XopD_XccB100-Mediated Suppression of Arabidopsis Defense in MYB30_OE Plants. (A) Representative symptoms developed by MYB30_OE Arabidopsis plants 48 h after infection with the indicated strains (10⁷ colony-forming units/mL). Three independent experiments with five plants (four leaves/plant) were performed. (B) Quantification of cell death by measuring electrolyte leakage before (white bars) and 24 h after inoculation (gray bars) of MYB30_OE Arabidopsis plants with the indicated strains (10⁷ colony-forming units/mL). Statistical differences using multiple-factor analysis of variance (P value < 10⁻⁴) are indicated by letters. (C) MYB30_OE Arabidopsis plants were inoculated with the indicated strains (5 × 10⁵ colony-forming units [CFU]/mL) and bacterial growth measured 0 (white bars) and 3 d after inoculation (gray bars). Data were collected from four independent experiments with six individual plants (four leaves/plant). Statistical differences using multiple-factor analysis of variance (P value < 10⁻⁴) are indicated by letters. (D) Expression analysis of the MYB30 target genes KCS1, FDH, and HCD1 in MYB30_OE Arabidopsis plants after inoculation with the indicated strains (10⁷ cfu/mL).
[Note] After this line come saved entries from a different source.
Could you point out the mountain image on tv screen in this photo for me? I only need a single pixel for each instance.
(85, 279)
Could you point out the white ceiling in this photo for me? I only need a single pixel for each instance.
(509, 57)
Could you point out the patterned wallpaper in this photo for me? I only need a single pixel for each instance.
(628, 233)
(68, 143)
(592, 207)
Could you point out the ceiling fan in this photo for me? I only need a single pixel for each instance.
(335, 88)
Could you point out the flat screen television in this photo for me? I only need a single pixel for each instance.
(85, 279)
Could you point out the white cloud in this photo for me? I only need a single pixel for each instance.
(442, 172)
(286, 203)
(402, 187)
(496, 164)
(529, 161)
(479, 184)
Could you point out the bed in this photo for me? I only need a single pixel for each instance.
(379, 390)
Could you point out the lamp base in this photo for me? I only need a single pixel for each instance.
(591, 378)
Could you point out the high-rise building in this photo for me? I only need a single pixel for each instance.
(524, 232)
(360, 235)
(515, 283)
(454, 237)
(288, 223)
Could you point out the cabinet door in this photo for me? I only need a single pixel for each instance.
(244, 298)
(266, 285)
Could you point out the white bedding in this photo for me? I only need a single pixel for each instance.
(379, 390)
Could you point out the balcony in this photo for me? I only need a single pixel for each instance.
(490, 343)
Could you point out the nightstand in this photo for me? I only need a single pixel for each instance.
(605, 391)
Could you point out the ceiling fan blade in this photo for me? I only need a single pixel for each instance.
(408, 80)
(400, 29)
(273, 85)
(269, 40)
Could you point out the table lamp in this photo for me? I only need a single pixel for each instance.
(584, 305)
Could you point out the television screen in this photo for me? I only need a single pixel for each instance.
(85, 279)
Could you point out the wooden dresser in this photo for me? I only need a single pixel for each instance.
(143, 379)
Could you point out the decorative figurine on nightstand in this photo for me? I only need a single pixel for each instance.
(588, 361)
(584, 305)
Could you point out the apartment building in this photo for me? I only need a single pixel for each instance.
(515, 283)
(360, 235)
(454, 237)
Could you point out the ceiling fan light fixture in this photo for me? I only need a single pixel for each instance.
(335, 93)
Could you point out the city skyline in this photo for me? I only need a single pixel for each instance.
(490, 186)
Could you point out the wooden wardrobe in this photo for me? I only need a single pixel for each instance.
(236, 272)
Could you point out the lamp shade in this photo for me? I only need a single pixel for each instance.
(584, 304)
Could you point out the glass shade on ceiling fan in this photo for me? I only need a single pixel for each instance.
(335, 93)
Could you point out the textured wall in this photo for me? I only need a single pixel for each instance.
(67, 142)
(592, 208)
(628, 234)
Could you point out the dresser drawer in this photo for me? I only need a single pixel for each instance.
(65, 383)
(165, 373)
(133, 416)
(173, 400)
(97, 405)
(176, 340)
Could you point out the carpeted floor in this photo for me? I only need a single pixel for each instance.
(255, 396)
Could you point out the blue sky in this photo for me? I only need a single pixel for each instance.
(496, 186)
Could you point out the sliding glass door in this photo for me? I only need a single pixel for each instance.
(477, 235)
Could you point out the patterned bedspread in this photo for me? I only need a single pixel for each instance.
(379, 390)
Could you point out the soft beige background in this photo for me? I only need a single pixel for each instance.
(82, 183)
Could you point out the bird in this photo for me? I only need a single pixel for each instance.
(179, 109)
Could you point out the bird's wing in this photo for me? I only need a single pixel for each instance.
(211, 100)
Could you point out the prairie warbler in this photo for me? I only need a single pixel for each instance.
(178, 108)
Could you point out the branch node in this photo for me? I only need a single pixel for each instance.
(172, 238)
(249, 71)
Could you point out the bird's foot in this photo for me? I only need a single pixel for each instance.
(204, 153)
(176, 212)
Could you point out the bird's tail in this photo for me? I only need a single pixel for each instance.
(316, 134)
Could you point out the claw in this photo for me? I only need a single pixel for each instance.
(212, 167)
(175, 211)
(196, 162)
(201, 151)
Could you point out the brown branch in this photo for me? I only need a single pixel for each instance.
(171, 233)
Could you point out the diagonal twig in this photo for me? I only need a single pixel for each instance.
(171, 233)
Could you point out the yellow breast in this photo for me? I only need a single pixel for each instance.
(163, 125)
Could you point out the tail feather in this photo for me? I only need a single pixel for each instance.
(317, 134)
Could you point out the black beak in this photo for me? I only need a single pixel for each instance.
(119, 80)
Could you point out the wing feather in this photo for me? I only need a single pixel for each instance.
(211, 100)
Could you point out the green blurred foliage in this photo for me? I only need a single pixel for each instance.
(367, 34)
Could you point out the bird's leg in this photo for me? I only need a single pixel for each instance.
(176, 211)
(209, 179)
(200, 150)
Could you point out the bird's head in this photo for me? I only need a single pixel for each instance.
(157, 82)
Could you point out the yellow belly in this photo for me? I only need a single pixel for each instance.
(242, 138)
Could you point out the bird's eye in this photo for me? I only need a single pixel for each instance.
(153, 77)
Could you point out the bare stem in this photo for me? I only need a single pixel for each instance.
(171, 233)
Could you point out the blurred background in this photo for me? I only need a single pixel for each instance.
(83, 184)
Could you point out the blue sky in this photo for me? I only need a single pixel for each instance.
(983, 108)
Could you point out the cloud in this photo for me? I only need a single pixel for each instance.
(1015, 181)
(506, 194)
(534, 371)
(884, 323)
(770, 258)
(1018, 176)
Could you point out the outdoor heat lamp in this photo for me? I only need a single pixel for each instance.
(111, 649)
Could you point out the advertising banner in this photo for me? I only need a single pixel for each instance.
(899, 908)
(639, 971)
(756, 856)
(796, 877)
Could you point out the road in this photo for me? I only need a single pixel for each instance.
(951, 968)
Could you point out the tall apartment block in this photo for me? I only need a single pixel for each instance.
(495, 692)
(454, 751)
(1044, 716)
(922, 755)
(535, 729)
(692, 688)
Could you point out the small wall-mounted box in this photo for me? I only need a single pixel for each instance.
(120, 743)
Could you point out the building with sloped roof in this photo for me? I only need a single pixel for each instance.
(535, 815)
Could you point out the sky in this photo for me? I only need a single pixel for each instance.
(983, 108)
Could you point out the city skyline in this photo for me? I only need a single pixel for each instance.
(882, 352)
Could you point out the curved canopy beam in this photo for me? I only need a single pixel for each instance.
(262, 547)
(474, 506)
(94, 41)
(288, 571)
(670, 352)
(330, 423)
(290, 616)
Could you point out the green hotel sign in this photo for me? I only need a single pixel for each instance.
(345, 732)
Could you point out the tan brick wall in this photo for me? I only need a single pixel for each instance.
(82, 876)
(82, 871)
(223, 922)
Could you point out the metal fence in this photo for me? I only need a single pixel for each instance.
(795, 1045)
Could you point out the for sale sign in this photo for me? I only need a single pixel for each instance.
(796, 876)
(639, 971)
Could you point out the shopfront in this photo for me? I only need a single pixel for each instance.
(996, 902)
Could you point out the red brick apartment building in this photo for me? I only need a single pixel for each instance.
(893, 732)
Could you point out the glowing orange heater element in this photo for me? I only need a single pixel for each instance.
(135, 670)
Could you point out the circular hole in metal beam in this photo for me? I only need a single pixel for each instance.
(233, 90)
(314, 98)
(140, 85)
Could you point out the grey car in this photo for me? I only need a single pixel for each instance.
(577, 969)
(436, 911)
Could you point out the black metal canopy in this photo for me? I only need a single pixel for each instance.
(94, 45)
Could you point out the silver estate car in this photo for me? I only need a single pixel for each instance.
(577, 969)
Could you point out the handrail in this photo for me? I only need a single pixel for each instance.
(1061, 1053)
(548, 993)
Expression values of the individual genes were normalized using SAND family and β-tubulin4 as internal standards. Mean and se values were calculated from the results of four independent experiments with three individual plants (four leaves/plant). Statistical differences according to a Student’s t test P value < 0.05 are indicated by letters. a.u., arbitrary units.